Implement a Password Policy
The first action to take is to create and roll out a strong password policy. The standard for strong passwords is at least 8 characters, with some combination of letters, numbers, and symbols. Password changes should be required at least quarterly, and new passwords cannot be repeats or variations on previous passwords.
Most companies with Windows servers have the ability to configure and roll this out very quickly. It’s largely an automatic process, aside from helping people when they forget their new passwords. This will happen, a lot! Be sure to educate your team so they know what’s happening and why.
Limit Personal Use of Company Resources
Many companies are fairly relaxed about letting employees access the Internet and email for personal use. There is a hidden downside: your employees may surf sites that are unsafe, they may download programs that contain malware (malicious software), or they may open attachments on personal email accounts that contain viruses. You can lock down company resources, but when an employee is free to access their own websites and accounts, you never know what they might bring into your company’s network. You can minimize this with strong antivirus protection, firewall security, and web filtering. However, your employee may still click the wrong link or open the wrong attachment. Just like that, their computer and possibly more can be infected.
Scan for Malware Regularly
You should have antivirus software in place, with regular scans. Make sure you also scan for malware, which may be a separate program or security subscription. Malware is malicious software that runs on your computer in the background. It is usually fairly stealthy and not obvious, although if your computer seems to be running slowly that is often a symptom. These programs quietly log keystrokes, gather financial information, and/or collect passwords. This information can be used for a variety of purposes, none of them good.
If you want to be extremely strict you can set security policies that block employees from installing new programs on their computers. This will prevent the installation of malware. These policies tend to create other complications though, because then all software has to be installed by a system administrator. Some programs even require administrative access to run, so this won’t be possible. If you go this route, your IT staff will have to be on the ball so that they can handle the extra work this will create for them.
Terminate Use Credentials Immediately After Departure
When employees leave, disable their user accounts immediately. If you need an account to remain active – for example, to forward their email to another employee – at least change the password so the former employee no longer has access. This applies to anyone else who has company access, including consultants, contractors, vendors, interns, etc.
Monitor Failed Login Attempts
Set your systems to track failed login attempts. This could be remote logins for people working from home, email access on mobile devices, logins to web-based software applications, and any other core business systems. If you see a large number of failed attempts in a short period of time, either you have a very frustrated employee with a bad memory, or your company is under attack. You will need to assess the situation promptly and take steps to ensure that your security is not at risk.

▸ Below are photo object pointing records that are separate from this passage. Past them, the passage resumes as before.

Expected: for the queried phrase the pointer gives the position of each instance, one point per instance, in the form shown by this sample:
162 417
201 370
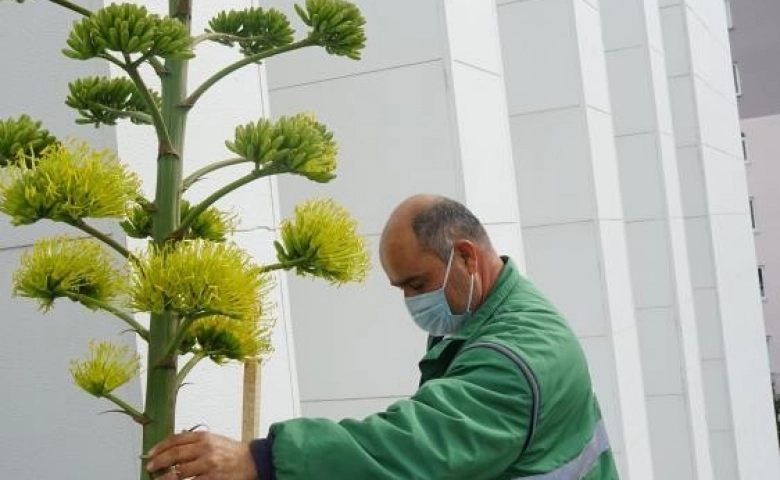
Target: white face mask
432 312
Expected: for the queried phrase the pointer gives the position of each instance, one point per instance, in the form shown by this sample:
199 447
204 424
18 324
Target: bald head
434 222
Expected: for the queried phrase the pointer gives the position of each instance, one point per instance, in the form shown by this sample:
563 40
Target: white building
598 141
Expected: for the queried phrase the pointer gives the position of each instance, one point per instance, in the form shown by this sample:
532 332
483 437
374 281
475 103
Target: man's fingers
175 454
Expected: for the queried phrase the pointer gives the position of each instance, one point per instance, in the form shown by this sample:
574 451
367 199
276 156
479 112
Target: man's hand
201 455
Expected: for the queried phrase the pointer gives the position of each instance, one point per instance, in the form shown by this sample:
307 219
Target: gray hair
438 226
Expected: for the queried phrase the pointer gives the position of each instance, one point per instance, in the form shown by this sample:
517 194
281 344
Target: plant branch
196 175
211 81
211 199
185 324
110 58
156 114
137 416
72 6
127 318
140 116
218 37
103 237
283 265
187 367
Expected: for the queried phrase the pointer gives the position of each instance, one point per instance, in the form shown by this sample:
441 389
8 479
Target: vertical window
752 212
737 78
729 19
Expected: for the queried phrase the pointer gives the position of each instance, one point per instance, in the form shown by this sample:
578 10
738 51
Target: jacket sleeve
470 424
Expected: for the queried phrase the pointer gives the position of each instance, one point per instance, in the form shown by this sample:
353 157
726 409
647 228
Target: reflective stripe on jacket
507 397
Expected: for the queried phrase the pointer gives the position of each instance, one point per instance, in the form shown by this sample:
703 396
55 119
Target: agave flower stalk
204 296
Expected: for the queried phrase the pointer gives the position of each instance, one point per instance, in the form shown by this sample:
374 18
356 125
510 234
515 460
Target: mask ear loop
449 266
471 294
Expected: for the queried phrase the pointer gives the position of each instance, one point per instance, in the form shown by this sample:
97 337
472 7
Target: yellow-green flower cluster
336 25
298 144
101 100
321 239
108 367
22 135
254 29
68 267
129 29
197 278
222 338
67 184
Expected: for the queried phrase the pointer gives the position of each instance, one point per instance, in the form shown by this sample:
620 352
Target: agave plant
204 295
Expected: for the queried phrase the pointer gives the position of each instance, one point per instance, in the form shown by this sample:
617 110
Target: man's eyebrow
406 281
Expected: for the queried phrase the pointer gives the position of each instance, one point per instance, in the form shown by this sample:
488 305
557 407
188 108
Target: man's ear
468 252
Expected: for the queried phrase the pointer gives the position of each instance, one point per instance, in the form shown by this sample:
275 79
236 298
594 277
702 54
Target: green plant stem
103 237
197 174
72 6
211 199
128 319
137 416
185 370
218 37
157 118
140 116
161 387
112 59
211 81
283 265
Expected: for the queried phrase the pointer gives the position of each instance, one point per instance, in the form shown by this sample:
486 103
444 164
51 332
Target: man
505 391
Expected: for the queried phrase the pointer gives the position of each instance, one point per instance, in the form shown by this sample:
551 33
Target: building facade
755 48
598 141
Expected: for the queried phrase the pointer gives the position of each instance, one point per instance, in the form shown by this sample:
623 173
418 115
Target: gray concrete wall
763 145
755 46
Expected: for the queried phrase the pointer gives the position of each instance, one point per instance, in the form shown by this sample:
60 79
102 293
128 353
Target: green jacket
509 396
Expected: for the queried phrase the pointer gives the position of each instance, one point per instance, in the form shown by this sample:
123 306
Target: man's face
415 271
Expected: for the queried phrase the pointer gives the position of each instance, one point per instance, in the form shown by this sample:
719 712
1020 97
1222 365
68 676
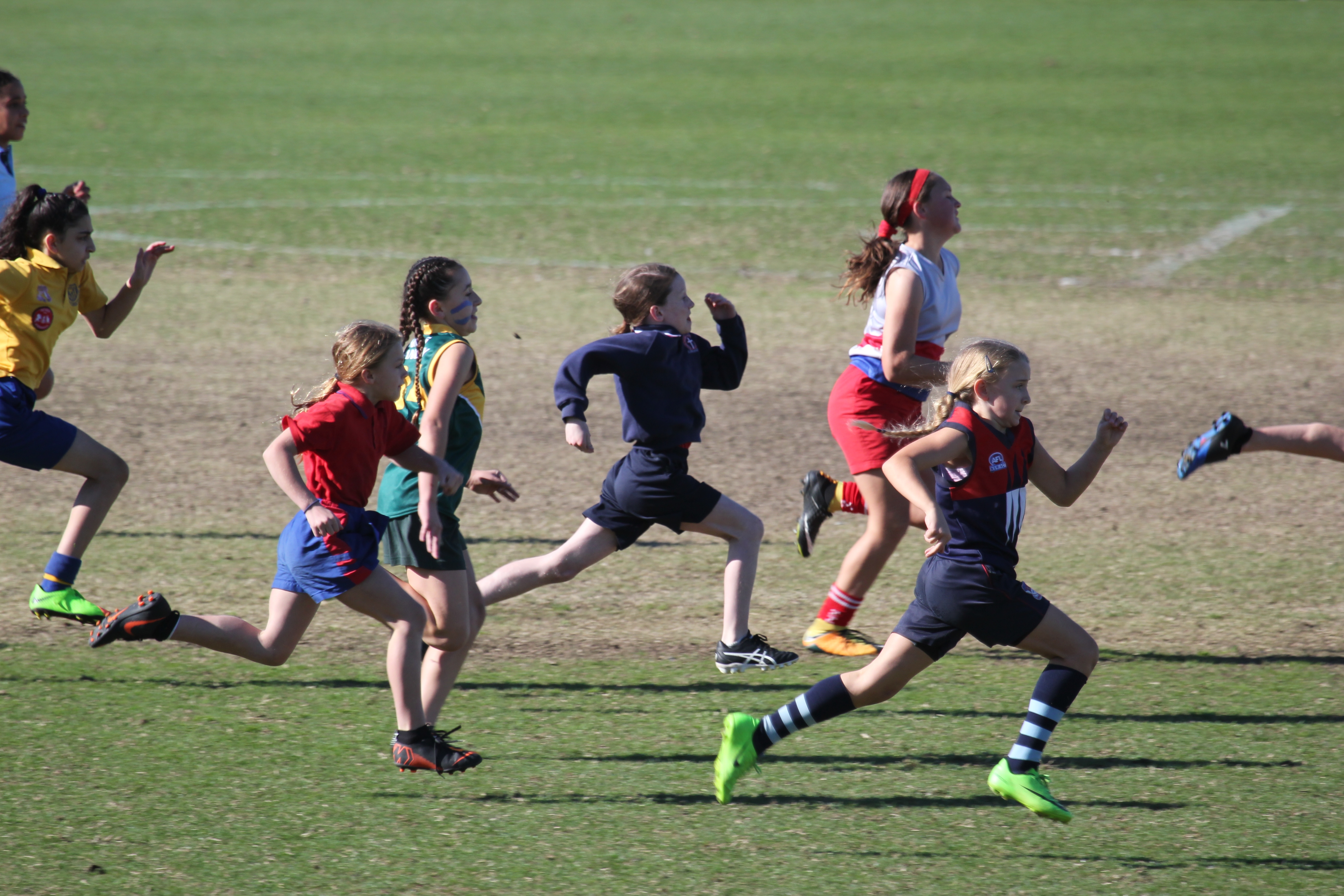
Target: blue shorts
330 566
954 598
648 487
29 438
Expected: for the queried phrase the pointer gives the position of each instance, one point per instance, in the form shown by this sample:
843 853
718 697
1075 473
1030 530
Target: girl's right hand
936 533
432 527
322 520
578 436
450 477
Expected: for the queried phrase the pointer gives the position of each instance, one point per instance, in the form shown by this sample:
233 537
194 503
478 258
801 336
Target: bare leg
291 614
1312 440
443 664
743 530
385 598
889 518
588 546
1064 641
105 475
884 679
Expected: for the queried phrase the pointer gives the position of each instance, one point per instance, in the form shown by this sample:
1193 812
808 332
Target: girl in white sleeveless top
914 307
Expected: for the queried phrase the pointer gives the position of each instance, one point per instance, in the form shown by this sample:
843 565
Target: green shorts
402 546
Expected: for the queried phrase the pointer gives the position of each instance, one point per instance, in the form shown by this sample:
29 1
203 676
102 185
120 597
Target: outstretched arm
1065 487
722 366
902 469
105 320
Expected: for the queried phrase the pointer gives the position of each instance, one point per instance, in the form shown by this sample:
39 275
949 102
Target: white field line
1212 242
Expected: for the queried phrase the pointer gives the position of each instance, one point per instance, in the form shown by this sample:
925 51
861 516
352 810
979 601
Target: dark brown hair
429 279
640 289
34 214
359 347
865 269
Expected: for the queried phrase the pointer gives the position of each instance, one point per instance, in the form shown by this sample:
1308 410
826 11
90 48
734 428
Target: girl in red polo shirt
913 303
330 549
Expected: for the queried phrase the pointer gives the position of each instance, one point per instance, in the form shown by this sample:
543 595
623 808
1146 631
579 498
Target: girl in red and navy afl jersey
913 308
983 453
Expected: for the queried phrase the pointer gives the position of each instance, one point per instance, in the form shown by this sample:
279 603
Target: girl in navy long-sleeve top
660 367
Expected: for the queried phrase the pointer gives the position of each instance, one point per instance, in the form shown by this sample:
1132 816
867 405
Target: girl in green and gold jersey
445 397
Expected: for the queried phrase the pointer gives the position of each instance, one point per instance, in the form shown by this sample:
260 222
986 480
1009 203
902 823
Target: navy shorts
648 487
954 598
29 438
330 566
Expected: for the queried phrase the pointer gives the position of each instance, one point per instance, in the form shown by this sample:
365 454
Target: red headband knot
913 197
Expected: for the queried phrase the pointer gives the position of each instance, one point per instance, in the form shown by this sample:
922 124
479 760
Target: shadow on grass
984 760
773 800
1132 862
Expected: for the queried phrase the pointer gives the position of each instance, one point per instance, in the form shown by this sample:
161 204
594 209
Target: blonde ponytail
983 361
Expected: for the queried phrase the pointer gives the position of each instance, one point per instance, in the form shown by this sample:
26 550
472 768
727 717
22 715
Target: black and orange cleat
148 617
431 750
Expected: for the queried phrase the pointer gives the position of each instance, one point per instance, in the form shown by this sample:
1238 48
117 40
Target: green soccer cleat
65 604
1031 790
737 755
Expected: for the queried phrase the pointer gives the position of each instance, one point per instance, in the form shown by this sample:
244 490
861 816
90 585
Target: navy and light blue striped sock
824 701
1054 694
61 573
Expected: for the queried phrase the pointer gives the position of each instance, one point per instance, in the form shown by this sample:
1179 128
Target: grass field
303 154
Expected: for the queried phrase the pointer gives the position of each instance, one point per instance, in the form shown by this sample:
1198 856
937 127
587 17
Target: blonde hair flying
359 347
983 361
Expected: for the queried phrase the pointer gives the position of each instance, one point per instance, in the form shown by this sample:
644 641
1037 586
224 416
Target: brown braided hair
429 279
865 269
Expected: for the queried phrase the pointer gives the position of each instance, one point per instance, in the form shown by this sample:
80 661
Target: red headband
916 188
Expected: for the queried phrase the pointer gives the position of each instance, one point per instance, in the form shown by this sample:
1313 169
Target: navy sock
1054 694
824 701
61 573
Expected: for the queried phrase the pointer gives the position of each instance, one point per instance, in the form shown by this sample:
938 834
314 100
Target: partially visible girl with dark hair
911 288
660 367
46 281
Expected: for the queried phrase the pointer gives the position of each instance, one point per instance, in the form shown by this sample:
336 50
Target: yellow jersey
39 299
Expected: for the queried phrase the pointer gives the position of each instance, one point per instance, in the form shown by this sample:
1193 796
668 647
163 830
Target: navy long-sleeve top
659 377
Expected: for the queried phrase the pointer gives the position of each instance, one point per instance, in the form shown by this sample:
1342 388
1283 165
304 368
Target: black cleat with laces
819 491
433 751
753 652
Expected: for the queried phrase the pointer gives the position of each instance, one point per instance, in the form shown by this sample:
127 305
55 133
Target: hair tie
913 197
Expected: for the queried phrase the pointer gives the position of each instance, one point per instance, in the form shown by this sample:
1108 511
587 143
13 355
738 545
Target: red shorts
858 398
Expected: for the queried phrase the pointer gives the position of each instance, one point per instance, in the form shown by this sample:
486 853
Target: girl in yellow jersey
45 284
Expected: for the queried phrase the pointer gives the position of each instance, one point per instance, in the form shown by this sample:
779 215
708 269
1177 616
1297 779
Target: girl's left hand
146 261
494 486
1111 429
720 308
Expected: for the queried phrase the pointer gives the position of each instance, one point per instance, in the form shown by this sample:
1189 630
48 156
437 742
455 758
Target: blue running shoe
1226 438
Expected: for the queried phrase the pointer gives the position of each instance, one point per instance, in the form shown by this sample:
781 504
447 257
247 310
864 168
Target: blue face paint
466 305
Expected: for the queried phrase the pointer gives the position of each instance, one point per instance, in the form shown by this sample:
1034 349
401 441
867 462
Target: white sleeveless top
941 312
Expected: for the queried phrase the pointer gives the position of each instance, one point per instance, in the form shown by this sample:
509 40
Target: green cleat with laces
737 755
65 604
1031 790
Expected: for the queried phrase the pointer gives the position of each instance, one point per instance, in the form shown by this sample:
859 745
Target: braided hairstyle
34 214
865 269
429 279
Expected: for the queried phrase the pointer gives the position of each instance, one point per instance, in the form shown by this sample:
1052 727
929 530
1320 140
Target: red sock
851 500
839 608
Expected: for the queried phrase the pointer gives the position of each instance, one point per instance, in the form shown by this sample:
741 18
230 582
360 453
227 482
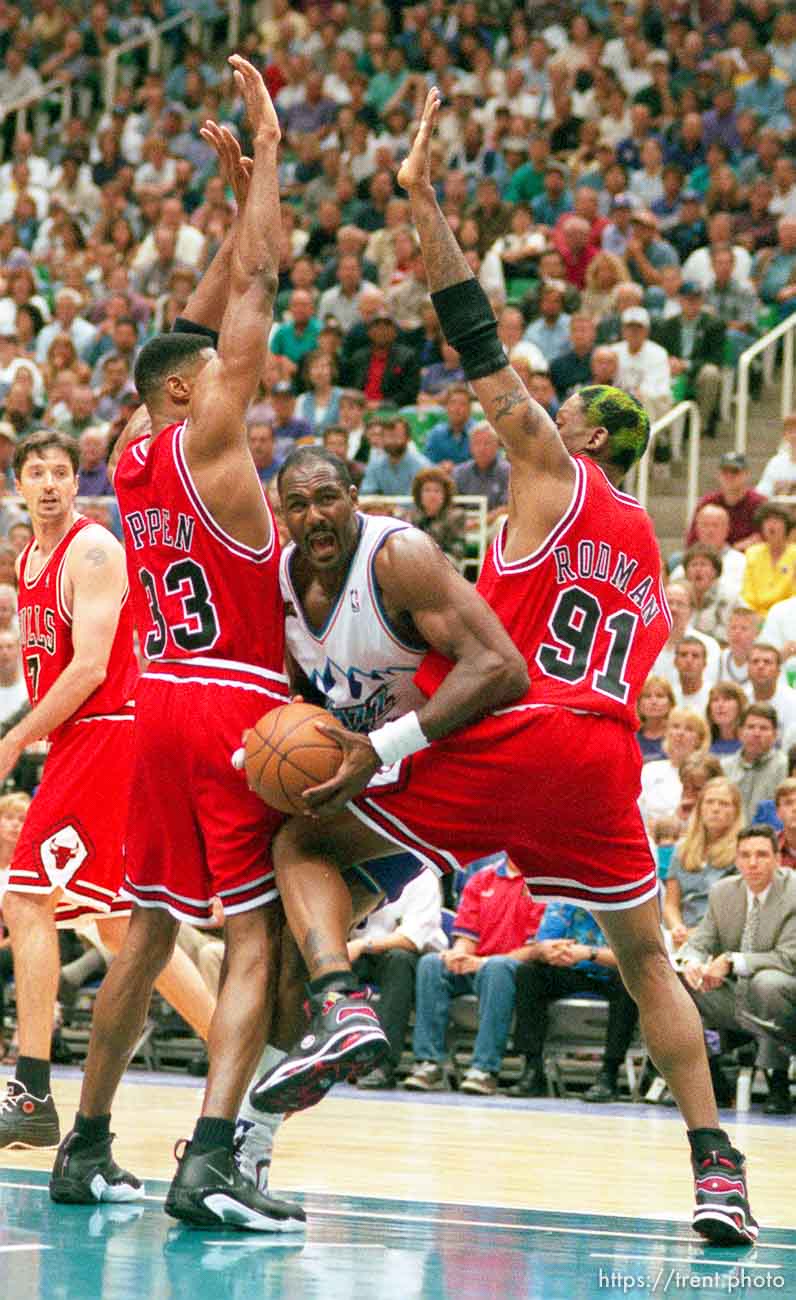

Restrict Administrative Access
Your staff should never have full administrative access to your systems unless there is excellent reason for it. Administrative rights, or credentials, mean that a given user can do anything they want inside a system. They can add, change, or delete anything; they can even change other people’s security permissions. Outside the IT department, it is rare for anyone to have full rights. An individual may have administrative access to their own PC, but not to the network, to any of the servers, to your software systems, or anything else that’s not specific to them.
Consider Two-Factor Authentication
If you still have security concerns, check out two-factor authorization. This requires both a password (the “first factor”) as well as a code or number that’s randomly generated by a second device, usually an electronic token. The code is entered at login, along with the password. Since the token changes values all the time, it cannot be written down or passed along to someone else. This greatly increases security although it makes the login process slightly more time-consuming.
Use Password Management Tools
A great way to discourage use of the same password on all systems is to use a password management tool. These are available for individuals as well as entire companies. There are web-based applications, apps for your mobile device, and desktop programs. The whole idea is that by having a secure place to store passwords, you can use a greater number of them without fear that you will forget. Most include a random password generator and a cut-and-paste feature that eliminates the need to retype each password every time.
Conduct Security Awareness Training
All the measures in the world won’t help if employees don’t take these policies seriously. Many people still think – mistakenly – that there is little chance their noncompliance could ever cause a problem. Recent outbreaks like the Heartbleed Bug and Cryptolocker virus reveal that nothing is further from the truth. One employee’s weak password or accidental download can take down an entire company’s data network. Now that you understand this, you must train your employees so that they too can understand how important these policies are.